ONTAP’s automated upgrade path handles node failover, image activation, and giveback in sequence — but the procedure still requires deliberate pre- and post-checks to confirm cluster readiness and capture evidence. NetApp documents the core automated upgrade command as cluster image update.

The example target version throughout this runbook is 9.17.1P3.


Prerequisites

Before opening a maintenance window, confirm the following are in place:

Area Requirement
Target ONTAP image Downloaded, staged, and hash-verified (at least 24 hours prior)
Maintenance window Duration agreed and recorded in your change record (e.g. 4 hours)
Health alerts No active system health alerts
Storage failover Healthy and possible for all HA pairs
Aggregates All online; no broken disks
Data LIFs All on home ports — exceptions documented
Monitoring AIQUM maintenance mode plan confirmed for the cluster
Change record Change ticket created; command outputs will be attached as evidence

Preparatory Work — Image Staging

Complete this at least 24 hours before the maintenance window so any image validation issues can be resolved without time pressure.

1. Download the Image

Download the target ONTAP package from mysupport.netapp.com. Select the correct version family (e.g., NetApp ONTAP 9.17.x) and download both the image (image.tgz) and its MD5 hash file.

2. Verify the Hash

On your staging server, verify the file integrity before uploading to the cluster:

# PowerShell — run on the staging server
Get-FileHash -Algorithm MD5 "C:\staging\NetApp\image.tgz"

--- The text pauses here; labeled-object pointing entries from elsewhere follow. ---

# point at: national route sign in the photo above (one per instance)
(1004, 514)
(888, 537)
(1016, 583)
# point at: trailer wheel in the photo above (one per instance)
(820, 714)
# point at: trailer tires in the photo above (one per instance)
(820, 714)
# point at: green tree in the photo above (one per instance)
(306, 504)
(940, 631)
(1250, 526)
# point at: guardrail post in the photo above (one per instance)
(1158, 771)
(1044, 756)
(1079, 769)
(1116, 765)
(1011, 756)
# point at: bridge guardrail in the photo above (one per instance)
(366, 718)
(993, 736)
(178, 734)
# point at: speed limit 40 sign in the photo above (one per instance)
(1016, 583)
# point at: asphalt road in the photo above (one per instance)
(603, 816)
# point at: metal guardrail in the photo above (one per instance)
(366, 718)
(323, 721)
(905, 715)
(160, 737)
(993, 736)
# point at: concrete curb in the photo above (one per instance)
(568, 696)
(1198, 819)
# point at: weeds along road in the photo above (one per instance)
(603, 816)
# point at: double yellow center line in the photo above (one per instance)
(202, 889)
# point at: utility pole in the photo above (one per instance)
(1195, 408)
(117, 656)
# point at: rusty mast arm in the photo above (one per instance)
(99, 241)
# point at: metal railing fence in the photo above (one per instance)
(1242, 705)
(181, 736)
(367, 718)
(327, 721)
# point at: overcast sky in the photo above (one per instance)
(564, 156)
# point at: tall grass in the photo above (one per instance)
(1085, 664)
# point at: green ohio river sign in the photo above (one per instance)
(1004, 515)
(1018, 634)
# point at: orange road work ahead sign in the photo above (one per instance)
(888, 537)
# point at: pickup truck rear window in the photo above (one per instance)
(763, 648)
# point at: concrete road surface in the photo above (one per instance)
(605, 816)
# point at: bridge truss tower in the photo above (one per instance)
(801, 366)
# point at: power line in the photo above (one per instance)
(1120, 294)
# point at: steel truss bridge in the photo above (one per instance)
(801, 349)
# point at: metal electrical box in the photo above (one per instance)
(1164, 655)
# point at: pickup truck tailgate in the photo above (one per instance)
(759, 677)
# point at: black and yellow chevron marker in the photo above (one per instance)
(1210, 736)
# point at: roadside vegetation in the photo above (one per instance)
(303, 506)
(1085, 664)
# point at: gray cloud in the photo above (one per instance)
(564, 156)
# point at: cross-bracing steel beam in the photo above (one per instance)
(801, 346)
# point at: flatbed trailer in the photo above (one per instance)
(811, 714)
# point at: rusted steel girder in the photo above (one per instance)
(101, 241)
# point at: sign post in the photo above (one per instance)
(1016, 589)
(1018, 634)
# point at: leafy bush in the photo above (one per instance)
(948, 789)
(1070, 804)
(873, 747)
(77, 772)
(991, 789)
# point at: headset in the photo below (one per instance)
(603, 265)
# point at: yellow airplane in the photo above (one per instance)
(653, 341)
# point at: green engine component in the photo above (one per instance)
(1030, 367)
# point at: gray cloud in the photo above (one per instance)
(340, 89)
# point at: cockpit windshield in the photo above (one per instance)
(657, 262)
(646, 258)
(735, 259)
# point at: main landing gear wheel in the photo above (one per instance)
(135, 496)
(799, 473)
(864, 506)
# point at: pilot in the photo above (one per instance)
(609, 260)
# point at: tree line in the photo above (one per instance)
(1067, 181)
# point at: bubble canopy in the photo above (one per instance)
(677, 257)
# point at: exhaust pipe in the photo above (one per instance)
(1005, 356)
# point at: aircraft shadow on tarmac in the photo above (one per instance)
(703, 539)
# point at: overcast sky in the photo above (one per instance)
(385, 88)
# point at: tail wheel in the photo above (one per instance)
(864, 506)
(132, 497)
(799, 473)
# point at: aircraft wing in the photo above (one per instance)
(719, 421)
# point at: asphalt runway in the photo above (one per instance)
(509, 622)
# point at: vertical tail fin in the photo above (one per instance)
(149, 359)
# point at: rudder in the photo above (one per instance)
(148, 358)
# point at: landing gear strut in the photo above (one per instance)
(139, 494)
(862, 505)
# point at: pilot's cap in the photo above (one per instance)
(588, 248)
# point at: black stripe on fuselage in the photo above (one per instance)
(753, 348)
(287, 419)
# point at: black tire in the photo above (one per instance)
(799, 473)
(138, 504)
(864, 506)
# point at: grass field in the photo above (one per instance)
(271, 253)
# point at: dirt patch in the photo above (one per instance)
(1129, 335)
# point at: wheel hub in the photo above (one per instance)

Compare the output against the MD5 hash file from the NetApp support portal. Do not proceed if there is a mismatch.

3. Upload the Image to the Cluster

From an ONTAP CLI session, pull the image from your internal staging server:

cluster image package get -url http://<staging-server>/NetApp/image.tgz

4. Validate the Image

cluster image validate -version 9.17.1P3

Review all output. Fix any errors before the maintenance window. Warnings should be reviewed and documented in the change record. Do not ignore them without understanding the impact.


Pre-Change Health Checks

Run the following commands immediately before starting the maintenance window. Attach all output to the change record as your before-state evidence.

1. System Health Alerts

system health alert show

Expected result: no active alerts. Investigate and resolve any alerts before proceeding.

2. Storage Failover Status

storage failover show

Expected result: all HA pairs show state Connected and Takeover possible: true.

3. Aggregate Status

storage aggregate show -state !online

Expected result: no output (all aggregates are online).

4. Broken Disks

storage disk show -broken

Expected result: no output (no broken disks).

5. LIF Home Port Status

net int show -is-home false

Expected result: no output (all LIFs are on home ports). If LIFs are off home ports, either revert them or document the exceptions before starting.

6. Current Cluster Version

cluster image show

Record the current running version for the change record.

7. Cluster and Node Health

cluster show
system node show -fields health

All nodes must be healthy before starting the upgrade.

8. SnapMirror Status (If Applicable)

snapmirror show -fields status,healthy

Confirm there are no unhealthy or unexpected SnapMirror relationships that could be interrupted by a node failover during the upgrade.


Communications — Starting Maintenance

Before executing the change:

  1. Email notification — Notify storage operations stakeholders that the maintenance is starting.
  2. Chat notification — Post to your team channel: <CHANGE_ID> - <cluster-hostname> NetApp ONTAP Code Update - Starting
  3. Change record — Transition the change ticket to Implementing.

Change Execution

1. Pause Monitoring

If using AIQUM (Active IQ Unified Manager), log in and enable maintenance mode for the cluster for the duration of the maintenance window. This suppresses expected alerts during the failover/giveback cycles and prevents false escalations.

2. SSH Into the Cluster

Connect to the cluster management LIF. The automated upgrade manages each node in sequence; you do not need to SSH to individual nodes.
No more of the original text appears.